В канун бабьего лета | страница 65



Красные, казалось, поджидали хуторян — вывернулись из-за кургана неожиданно. На переднем верховом заблестела кожаная куртка, заалела красная наискосок полоса на кубанке. Никто в отряде красных не всполошился, не повернул и не поторопил коня. Верховые, как по команде, наклонились к гривам коней. Вот они, совсем близко. Горят на них ремни, звездочки на фуражках и шапках.

— Изготовиться… к бою! — всхрипнул Кулагин и выхватил шашку.

Кто-то сзади Назарьева судорожно зашептал молитву, и кто-то отчаянно выругался. Игнат, предчувствуя явную опасность, побледнел, мелко затряслись пальцы.

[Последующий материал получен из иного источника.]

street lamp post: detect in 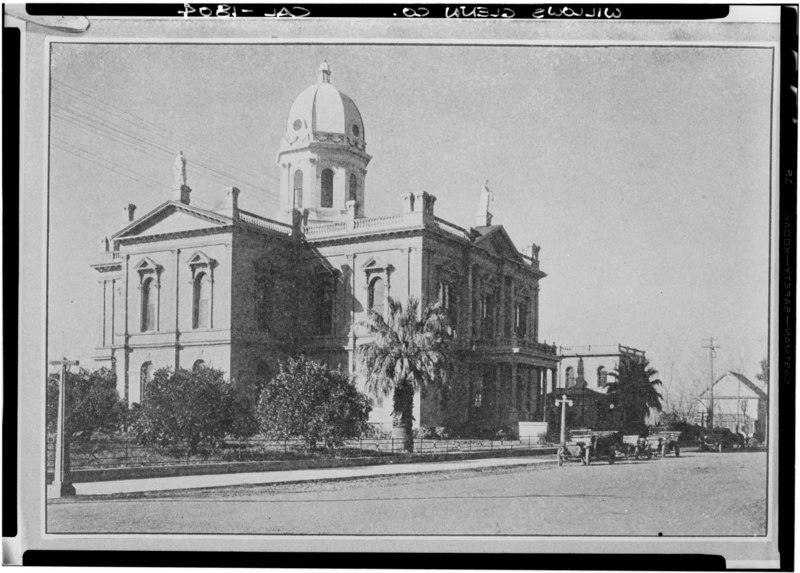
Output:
[50,358,80,497]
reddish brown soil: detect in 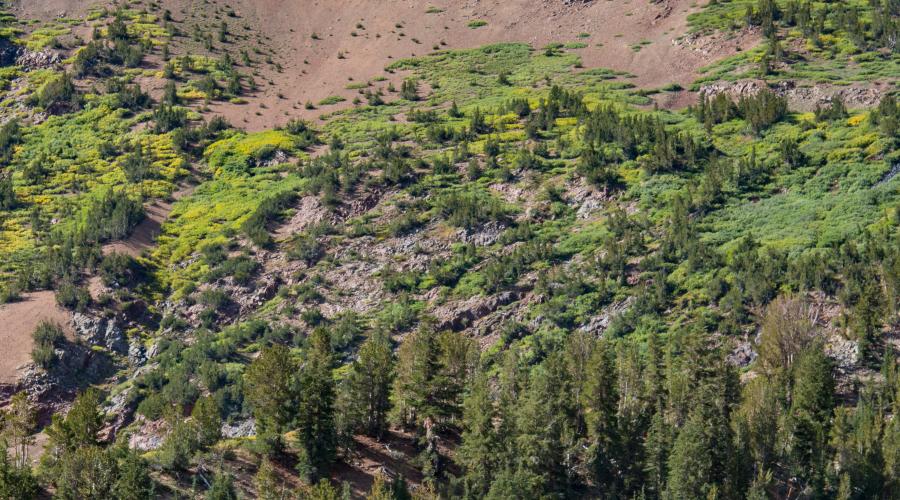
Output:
[0,292,72,384]
[179,0,748,130]
[14,0,758,130]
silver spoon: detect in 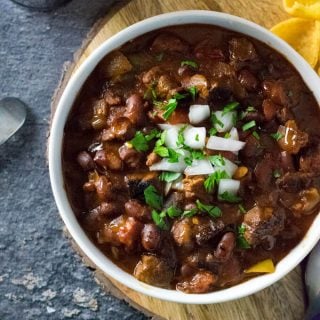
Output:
[0,98,27,145]
[305,242,320,320]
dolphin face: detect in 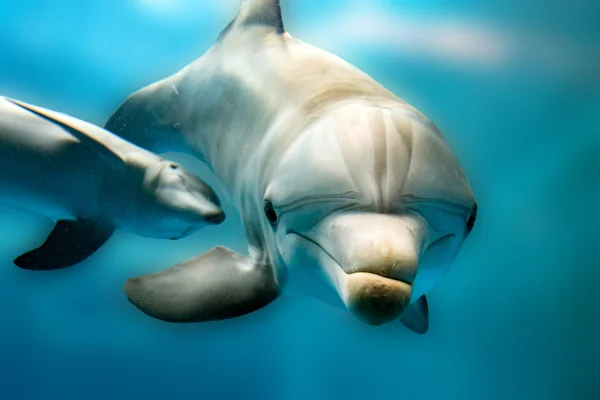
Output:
[263,106,476,325]
[134,160,225,240]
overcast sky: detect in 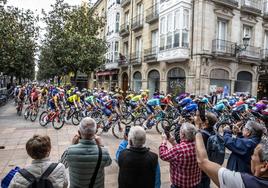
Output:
[7,0,97,35]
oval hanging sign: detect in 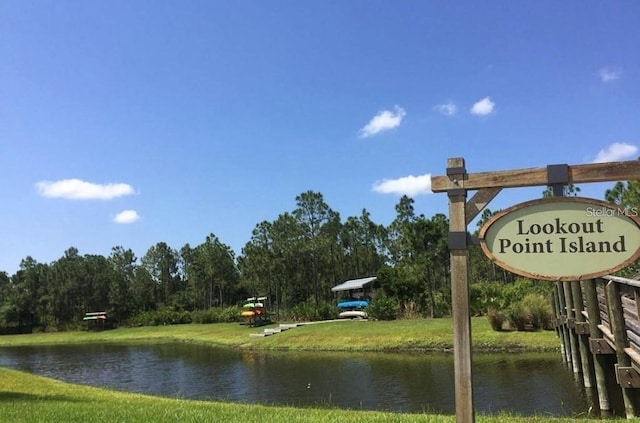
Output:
[480,197,640,281]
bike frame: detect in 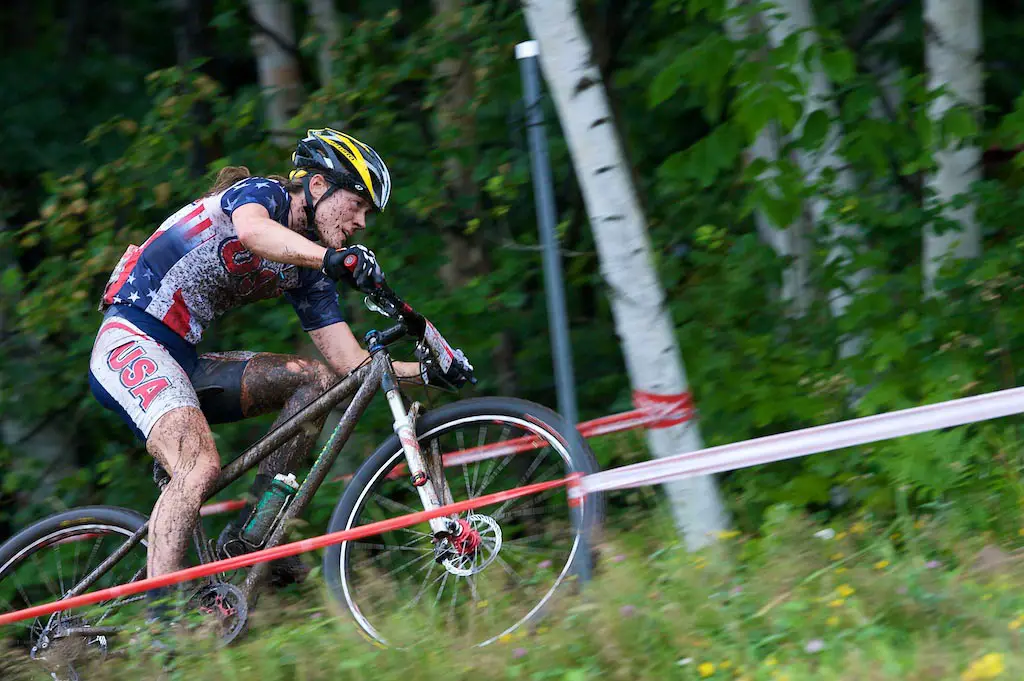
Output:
[65,325,451,600]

Настали те самые страшные минуты, пришло то, чего искал и чего боялся. С трудом сдерживая волнение, выхватил маузер. Сходились, замедлив шаг, без крика, без суеты, как перед кулачным боем. Будто заранее об этом договорились. Звякнули шашки, послышалась ругань. Как бывало в детстве, в драке, стиснул Игнат зубы. Не потерять бы самообладание, не озвереть, не испугаться. Люди, схватившись на безымянном поле, начали молча и яростно убивать один другого, будто выполняли привычную и нудную работу. На Игната на вороном коне смело шел молодой в кожаной куртке командир. Почему он выбрал именно его? Принял за старшего в отряде? Розово и холодно сверкнула в предвечерье шашка. Игнат видел его смелые, дерзкие глаза — круглое, черное, молодое, совсем ребячье лицо. Оно было насмешливое и — страшное. Вот он, совсем близко. Рядом. В груди похолодело. Рубанет, и все, все… Звякают шашки, щелкают выстрелы, храпят, стукотят копытами кони. Осталось несколько шагов и… вдруг — меж ними опрометью проскочил верховой. Красный в кожанке рванул поводья, конь его встал на дыбы. Назарьев, пользуясь мигом замешательства, пригнулся и из-за гривы своего коня выстрелил. Ухватился красный командир за грудь обеими руками, скользнула вниз шашка, сверкнул он белками глаз и стал валиться на бок. Лишь на мгновенье Игнат ощутил сильное, новое и непривычное чувство испуга и страха — человека убил. Убил. Нет его. Ударило в пот. Но в тот же момент его охватила какая-то ребячья, слепая радость — он не струсил, убил врага, он не лишний в отряде и смыл пятно позора. «Молодец!» — крикнул сзади кто-то из своих. Вскрик подбодрил его. И тотчас слева из самой гущи сражения вывернулся дебелый красногвардеец. Лицо злое, перекошенное. Он сбоку ловко и легко рубанул Назарьева наотмашь. Игнат почувствовал тупой удар в плечо, грудь будто кипятком ошпарили, и мгновенно ослаб. В глазах потемнело, выпустил из рук поводья. Он не почувствовал боли, ударившись о стылую, смешанную со снегом землю, не шевельнул ногою, когда, пятясь и храпя, на ногах его затопал чужой конь. Не понимал и не видел Назарьев, как волок его в ближайший хутор окровавленный Сысой, не слышал его угроз и злой площадной ругани.